Valley fruit packer objects to expedited Prima Wawona bankruptcy sale

Trinity Fruit Company is arguing that Prima Wawona’s hasty bankruptcy moves are violating Federal statutes to protect farming vendors owed money for crops.

A Fresno and Reedley-based fruit grower and packer is objecting to a motion filed by debtors to bankrupt Prima Wawona to approve the sale of the company’s assets. 

Trinity Fruit Company argued that the motion is preventing it from receiving payment for perishable products that it provided. 

The backstory: Prima Wawona, the nation’s largest peach producer, filed Chapter 11 bankruptcy proceedings on Oct. 13 with the intent to sell the company to an outside party. 

  • Prima Wawona’s lenders could take control of the company through a debt-to-equity conversion if it is not sold to a third-party. 
  • In its objection, Trinity argues that it has the right to receive payment for its products under the Perishable Agricultural Commodities Act (PACA), which passed Congress in 1930 and protects businesses dealing in fresh and frozen fruits and vegetables by enforcing a code of fair business practices. 
  • Congress amended PACA in 1984 to increase the legal protection for unpaid sellers and suppliers of perishable agricultural commodities until they were paid. 

The big picture: Trinity supplied wholesale quantities of produce to Wawona Packing, a debtor to Prima Wawona, on Sep. 6. When Prima Wawona declared bankruptcy, Trinity was owed the principal amount of $42,790, and the company contends it is also owed interest at an 18 percent annual rate and attorney’s fees. 
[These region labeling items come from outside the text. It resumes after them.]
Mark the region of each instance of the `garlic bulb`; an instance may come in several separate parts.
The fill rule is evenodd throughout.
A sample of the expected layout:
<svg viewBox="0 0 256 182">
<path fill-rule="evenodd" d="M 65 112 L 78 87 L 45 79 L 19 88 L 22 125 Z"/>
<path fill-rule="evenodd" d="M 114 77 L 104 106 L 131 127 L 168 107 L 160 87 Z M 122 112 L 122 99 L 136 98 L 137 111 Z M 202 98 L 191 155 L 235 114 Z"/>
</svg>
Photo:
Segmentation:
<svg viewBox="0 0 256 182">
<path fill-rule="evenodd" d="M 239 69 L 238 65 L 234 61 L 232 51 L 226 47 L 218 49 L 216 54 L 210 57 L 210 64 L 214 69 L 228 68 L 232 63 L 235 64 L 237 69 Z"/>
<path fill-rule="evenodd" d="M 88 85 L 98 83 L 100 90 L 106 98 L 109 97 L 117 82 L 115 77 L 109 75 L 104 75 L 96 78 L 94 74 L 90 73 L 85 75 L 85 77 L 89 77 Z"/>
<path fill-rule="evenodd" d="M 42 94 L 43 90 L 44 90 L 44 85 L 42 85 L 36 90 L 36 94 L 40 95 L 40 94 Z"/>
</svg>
  • On Oct. 13, debtors filed a motion to pay around $1.1 million in outstanding PACA claims. Four days later the court entered an interim order granting the PACA motion to authorize debtors to pay PACA claims. 
  • Trinity says in its objection that the court order did not require debtors to pay the PACA claims and that the debt owed to the company remains outstanding. 
  • Trinity argues that the debtors’ motion to approve the sale of Prima Wawona’s assets fails to provide safeguards for Trinity’s PACA rights, including any mechanism for actual payment. 
  • “Instead, the proposed Order granting Debtors’ Bidding Procedures Motion seeks to eviscerate the remedial purposes of the PACA trust by providing for credit bidding by secured lenders of Debtors to purchase PACA trust assets,” the motion reads. 
  • Trinity argues that PACA trust beneficiaries take complete priority in payment ahead of the claims of creditors and administrative costs and expenses incurred in bankruptcy court.